Sejam quais forem as razões da mídia americana, à brasileira elas não faltam, a começar pelo percalço adicional de ter que lidar com um governo e autoridades abertamente negacionistas e, agora, diversionistas. Da noite para o dia, o país estabelece metas e assina tratados sem explicar como irá cumpri-los. "O como fazer é questão interna nossa", declara Hamilton Mourão. "Agora nós entramos de cabeça", afirma Paulo Guedes. Só falta Bolsonaro anunciar que vai proibir carne vermelha na cozinha do Planalto.

"Greenwashing" é isso, para quem sentiu falta de uma explicação quatro parágrafos atrás. Fazer uma maquiagem verde, sem explicar como será sustentado o compromisso assumido. Propaganda enganosa, em suma. O governo brasileiro, por si só, já justifica a descrença e a raiva de Greta.

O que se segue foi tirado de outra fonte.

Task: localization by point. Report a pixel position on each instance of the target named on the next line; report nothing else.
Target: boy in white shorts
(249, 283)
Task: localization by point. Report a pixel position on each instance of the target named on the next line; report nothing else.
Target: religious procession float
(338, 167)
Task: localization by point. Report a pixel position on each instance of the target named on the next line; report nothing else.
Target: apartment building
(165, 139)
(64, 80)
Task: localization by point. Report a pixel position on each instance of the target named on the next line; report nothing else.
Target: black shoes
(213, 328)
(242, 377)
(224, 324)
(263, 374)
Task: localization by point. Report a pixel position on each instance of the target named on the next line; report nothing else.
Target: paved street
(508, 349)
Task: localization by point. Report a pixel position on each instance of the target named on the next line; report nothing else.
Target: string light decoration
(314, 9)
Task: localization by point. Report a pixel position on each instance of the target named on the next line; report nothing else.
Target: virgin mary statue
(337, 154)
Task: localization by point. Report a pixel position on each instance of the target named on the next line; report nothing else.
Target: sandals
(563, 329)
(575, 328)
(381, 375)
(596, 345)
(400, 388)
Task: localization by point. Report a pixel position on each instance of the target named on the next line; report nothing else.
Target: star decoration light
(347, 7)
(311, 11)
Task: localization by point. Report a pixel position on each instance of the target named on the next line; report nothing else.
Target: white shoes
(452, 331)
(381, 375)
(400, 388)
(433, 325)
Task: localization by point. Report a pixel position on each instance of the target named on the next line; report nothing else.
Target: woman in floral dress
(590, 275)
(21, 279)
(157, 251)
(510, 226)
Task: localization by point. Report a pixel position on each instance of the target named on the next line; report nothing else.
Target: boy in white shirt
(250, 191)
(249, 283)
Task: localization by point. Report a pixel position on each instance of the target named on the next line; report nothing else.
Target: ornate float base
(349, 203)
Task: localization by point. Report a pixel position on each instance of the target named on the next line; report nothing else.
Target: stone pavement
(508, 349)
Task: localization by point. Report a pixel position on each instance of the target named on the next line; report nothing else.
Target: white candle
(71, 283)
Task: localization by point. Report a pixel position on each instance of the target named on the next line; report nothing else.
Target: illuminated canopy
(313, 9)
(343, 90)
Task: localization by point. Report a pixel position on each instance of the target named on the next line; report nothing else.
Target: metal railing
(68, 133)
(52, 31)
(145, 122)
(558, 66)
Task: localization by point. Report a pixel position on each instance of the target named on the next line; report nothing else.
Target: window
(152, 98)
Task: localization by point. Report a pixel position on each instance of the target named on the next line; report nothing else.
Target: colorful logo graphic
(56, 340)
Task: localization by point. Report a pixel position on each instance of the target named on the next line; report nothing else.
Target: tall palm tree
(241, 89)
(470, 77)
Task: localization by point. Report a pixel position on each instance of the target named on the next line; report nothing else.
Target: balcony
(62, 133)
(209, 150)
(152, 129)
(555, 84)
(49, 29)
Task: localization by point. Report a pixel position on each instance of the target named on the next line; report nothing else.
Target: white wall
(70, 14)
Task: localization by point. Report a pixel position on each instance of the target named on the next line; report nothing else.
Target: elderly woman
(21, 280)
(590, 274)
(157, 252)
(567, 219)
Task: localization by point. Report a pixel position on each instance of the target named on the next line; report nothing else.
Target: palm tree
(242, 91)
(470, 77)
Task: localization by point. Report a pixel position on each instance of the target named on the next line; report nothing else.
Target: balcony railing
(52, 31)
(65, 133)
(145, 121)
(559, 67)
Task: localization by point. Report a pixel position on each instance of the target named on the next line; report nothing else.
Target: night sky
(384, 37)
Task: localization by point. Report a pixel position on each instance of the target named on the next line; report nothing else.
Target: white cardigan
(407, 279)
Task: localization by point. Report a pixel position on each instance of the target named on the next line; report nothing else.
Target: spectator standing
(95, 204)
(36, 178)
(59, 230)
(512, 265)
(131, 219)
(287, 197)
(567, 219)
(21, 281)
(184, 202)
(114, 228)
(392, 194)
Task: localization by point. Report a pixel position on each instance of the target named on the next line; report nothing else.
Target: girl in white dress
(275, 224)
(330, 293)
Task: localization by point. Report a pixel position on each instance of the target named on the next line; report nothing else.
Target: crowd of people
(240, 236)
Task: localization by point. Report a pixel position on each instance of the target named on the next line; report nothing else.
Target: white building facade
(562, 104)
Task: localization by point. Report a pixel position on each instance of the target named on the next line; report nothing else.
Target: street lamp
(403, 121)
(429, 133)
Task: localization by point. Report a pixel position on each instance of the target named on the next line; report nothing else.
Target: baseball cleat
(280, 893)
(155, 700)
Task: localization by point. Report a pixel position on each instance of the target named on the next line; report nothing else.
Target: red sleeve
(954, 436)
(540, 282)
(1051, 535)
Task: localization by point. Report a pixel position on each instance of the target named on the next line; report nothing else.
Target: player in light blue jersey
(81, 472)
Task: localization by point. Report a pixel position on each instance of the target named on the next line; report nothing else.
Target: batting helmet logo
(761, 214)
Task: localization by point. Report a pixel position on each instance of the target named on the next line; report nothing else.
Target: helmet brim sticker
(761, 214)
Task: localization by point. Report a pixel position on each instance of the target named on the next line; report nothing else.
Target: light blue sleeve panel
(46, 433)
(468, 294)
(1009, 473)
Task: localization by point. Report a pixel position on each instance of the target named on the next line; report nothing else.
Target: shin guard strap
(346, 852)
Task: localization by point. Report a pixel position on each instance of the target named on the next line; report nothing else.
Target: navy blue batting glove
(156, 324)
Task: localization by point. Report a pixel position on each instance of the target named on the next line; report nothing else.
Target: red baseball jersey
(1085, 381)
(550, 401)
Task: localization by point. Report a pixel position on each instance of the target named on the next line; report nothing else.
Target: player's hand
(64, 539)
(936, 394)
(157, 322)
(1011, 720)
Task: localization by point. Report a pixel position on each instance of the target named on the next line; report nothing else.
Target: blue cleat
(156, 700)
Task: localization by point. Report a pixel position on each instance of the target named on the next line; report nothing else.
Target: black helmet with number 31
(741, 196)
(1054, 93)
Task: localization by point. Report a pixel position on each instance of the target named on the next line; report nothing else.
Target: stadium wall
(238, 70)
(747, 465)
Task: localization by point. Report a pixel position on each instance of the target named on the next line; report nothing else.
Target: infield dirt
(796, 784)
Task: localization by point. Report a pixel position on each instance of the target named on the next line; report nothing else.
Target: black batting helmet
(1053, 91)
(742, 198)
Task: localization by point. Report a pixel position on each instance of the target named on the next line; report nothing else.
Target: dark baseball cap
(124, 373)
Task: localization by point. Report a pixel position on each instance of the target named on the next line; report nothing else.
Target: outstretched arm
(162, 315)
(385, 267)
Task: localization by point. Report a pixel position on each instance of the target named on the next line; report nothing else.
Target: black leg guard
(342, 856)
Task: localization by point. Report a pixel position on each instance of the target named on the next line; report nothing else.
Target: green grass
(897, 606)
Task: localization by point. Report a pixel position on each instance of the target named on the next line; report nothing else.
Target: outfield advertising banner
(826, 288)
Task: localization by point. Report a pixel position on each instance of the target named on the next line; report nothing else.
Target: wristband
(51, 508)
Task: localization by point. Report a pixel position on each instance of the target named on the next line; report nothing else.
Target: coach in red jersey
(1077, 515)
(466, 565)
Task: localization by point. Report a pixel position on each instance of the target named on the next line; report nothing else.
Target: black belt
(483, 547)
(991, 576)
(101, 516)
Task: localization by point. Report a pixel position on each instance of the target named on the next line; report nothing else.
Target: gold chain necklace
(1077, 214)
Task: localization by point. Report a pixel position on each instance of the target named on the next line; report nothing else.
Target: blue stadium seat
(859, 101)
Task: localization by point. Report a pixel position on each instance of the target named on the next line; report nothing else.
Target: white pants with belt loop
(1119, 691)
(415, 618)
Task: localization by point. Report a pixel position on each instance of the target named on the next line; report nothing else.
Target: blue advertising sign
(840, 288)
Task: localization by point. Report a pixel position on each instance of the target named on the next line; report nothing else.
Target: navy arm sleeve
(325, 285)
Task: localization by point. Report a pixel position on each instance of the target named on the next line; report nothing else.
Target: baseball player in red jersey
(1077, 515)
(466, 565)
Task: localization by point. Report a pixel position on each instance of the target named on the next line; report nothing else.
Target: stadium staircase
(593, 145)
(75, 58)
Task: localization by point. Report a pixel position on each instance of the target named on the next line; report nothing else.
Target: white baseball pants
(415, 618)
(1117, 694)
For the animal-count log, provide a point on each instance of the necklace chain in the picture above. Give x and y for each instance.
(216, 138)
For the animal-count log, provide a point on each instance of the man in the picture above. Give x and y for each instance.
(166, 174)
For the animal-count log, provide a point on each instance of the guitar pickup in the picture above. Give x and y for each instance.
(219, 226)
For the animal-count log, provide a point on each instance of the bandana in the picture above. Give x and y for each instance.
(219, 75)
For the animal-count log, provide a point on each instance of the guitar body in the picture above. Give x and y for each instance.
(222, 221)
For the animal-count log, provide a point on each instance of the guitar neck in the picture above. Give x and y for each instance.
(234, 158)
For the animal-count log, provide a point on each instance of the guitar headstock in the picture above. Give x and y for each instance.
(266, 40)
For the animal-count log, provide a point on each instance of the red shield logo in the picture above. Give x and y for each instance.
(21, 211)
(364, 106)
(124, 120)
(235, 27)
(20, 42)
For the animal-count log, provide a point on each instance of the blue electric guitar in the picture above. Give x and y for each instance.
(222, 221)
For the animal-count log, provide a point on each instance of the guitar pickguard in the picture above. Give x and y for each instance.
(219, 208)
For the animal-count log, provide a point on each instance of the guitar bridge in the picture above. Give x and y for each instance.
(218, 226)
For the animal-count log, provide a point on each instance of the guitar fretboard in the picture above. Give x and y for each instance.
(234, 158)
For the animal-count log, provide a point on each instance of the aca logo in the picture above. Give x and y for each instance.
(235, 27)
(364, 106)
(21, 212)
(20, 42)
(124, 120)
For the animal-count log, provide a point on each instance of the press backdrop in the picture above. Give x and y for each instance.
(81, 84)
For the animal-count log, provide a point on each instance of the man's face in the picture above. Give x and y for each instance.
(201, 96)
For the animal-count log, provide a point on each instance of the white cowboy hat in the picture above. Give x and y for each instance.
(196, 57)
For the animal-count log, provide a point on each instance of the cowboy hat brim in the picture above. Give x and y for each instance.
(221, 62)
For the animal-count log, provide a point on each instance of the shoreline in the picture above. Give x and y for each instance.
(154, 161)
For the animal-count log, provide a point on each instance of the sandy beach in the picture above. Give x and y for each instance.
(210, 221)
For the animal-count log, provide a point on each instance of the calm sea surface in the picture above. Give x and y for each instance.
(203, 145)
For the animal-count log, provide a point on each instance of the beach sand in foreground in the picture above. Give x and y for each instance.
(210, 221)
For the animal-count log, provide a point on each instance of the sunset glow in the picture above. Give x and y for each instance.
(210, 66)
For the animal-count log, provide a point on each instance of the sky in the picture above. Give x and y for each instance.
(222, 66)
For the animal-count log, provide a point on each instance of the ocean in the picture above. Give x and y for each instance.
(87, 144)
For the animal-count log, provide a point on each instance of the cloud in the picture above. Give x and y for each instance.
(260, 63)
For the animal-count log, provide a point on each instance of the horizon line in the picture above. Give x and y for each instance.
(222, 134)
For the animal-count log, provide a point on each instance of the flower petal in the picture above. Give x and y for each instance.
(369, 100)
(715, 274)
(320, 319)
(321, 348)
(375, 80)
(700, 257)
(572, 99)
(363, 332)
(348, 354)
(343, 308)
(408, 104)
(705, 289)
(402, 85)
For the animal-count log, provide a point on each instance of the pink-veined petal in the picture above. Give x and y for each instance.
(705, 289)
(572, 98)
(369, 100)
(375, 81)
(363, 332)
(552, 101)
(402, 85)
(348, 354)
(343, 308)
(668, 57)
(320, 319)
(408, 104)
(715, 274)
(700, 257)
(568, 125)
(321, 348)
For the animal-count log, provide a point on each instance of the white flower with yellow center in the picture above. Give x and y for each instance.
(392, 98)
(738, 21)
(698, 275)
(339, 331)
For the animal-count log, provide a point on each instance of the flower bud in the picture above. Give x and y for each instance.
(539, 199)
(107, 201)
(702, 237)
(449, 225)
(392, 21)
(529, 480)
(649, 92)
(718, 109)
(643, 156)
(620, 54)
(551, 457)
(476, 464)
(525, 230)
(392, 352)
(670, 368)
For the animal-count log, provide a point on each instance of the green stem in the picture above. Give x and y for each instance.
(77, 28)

Com tanto a esclarecer, é de se perguntar por que a imprensa brasileira não entra de vez na briga. Talvez seja muito esperar que algum jornal brasileiro resolva de repente virar um The Guardian, que assume um jornalismo ativista, impondo-se uma série de compromissos ambientais, inclusive o de cortar já 30% das próprias emissões e ter como meta eliminar dois terços delas em 2030, e que se dá ao luxo de recusar, desde o ano passado, anúncios de companhias que exploram combustíveis fósseis.

Na crise atual, é difícil imaginar um veículo de imprensa no Brasil recusando comerciais da Petrobras. Mas qualquer um deles poderia debruçar-se sobre a estatal para entender o que seu plano estratégico (não) prevê diante da projetada descarbonização da economia mundial ou sobre as tantas reservas em seu poder que vão se tornar ociosas.

Da mesma forma, lançar luz sobre as forças que movem o lobby do carvão em Brasília, emplacam jabutis em quase todos os projetos relacionados à energia no Congresso e fazem o governo brasileiro não assinar um tratado sobre a erradicação do combustível.

Agronegócio, metano, terras indígenas, garimpo ilegal, obsolescência da indústria nacional, SUVs, consumo exagerado. Sobram pautas, faltam braços, mas falta iniciativa também.

Enquanto um jornal como a Folha permitir, como no último domingo (31), que seu especial de ESG, ainda que legítimo, tenha cinco vezes o espaço dedicado à discussão da COP26, Greta terá razão sobre estarmos mais preocupados com o blá-blá-blá.